Speed up MAS token introspection #18357

erikjohnston · 2025-04-23T14:30:58Z

We do this by shoving it into Rust. We believe our python http client is a bit slow.

Also bumps minimum rust version to 1.81.0, released last September (over six months ago)

To allow for async Rust, includes some adapters between Tokio in Rust and the Twisted reactor in Python.

rust/Cargo.toml

synapse/synapse_rust/http_client.pyi

rust/src/async_twisted.rs

sandhose · 2025-04-23T14:51:32Z

rust/src/http_client.rs

+        // TODO: Is it safe to assert unwind safety here? I think so, as we
+        // don't use anything that could be tainted by the panic afterwards.
+        // Note that `.spawn(..)` asserts unwind safety on the future too.
+        let res = AssertUnwindSafe(fut).catch_unwind().await;


alternatively, spawn the future on the runtime, await on the handle, and it will give you an Err with the panic in case it panics

We could, though then you end up spawning two tasks per function, rather than one. Probably not a huge deal, but feels a bit bleurgh

Spawning is cheap, let's do that instead please. Also we'll need to spawn a separate task anyway if we want to properly support cancel

Can you expand on why you want to use new tasks please? I don't see the benefit of spawning a new task to just wait on it, semantically you end up with a bunch of tasks with different IDs all for the same work. In future, if we wanted to start tracking tasks and e.g. their resource usage then using multiple tasks makes that more complicated.

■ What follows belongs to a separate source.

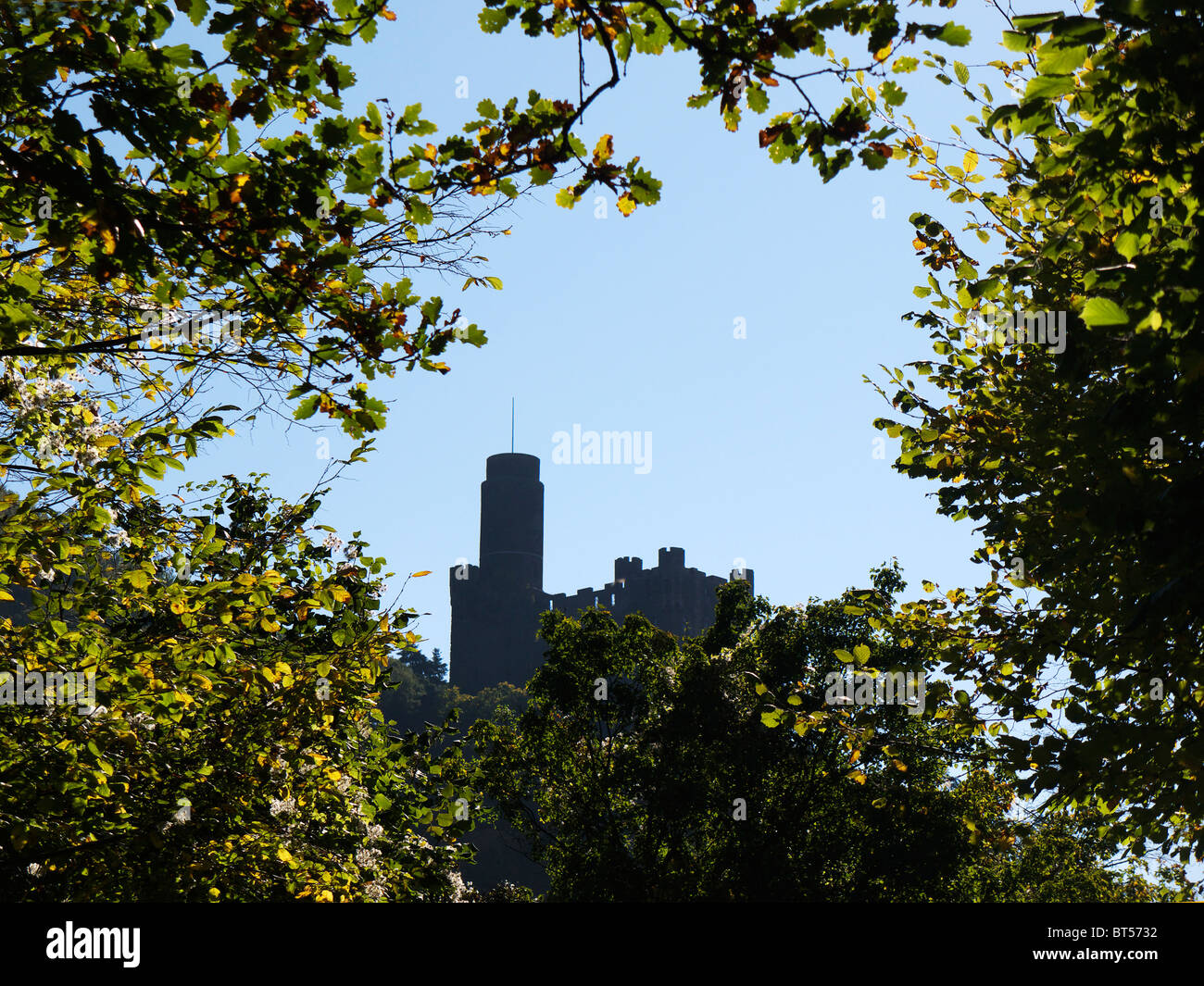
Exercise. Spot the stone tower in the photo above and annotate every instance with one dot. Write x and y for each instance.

I also don't think we need a separate task for cancellation necessarily. You can change this line to do a select on both fut and the cancellation future.

I'm not really confortable with AssertUnwindSafe being used so broadly. Tasks are cheap to spawn, and I don't think we'd want to base our potential resource consumption measurement in Rust-world to Tokio task IDs?

Anyway, even though AssertUnwindSafe smells like a bad thing waiting to happen, I won't block this PR further because of this if you're not convinced that spawning is fine

I'm not really confortable with AssertUnwindSafe being used so broadly. Tasks are cheap to spawn, and I don't think we'd want to base our potential resource consumption measurement in Rust-world to Tokio task IDs?

I think we would do this at the task level, we'd have a task-local context that records resource usage, so you could e.g. wrap the top-level future that records the resource consumption of poll, or have DB functions record transaction times/etc. When spawning new tasks you'd want to decide if the resources of the task get allocated to the current task or to a new one.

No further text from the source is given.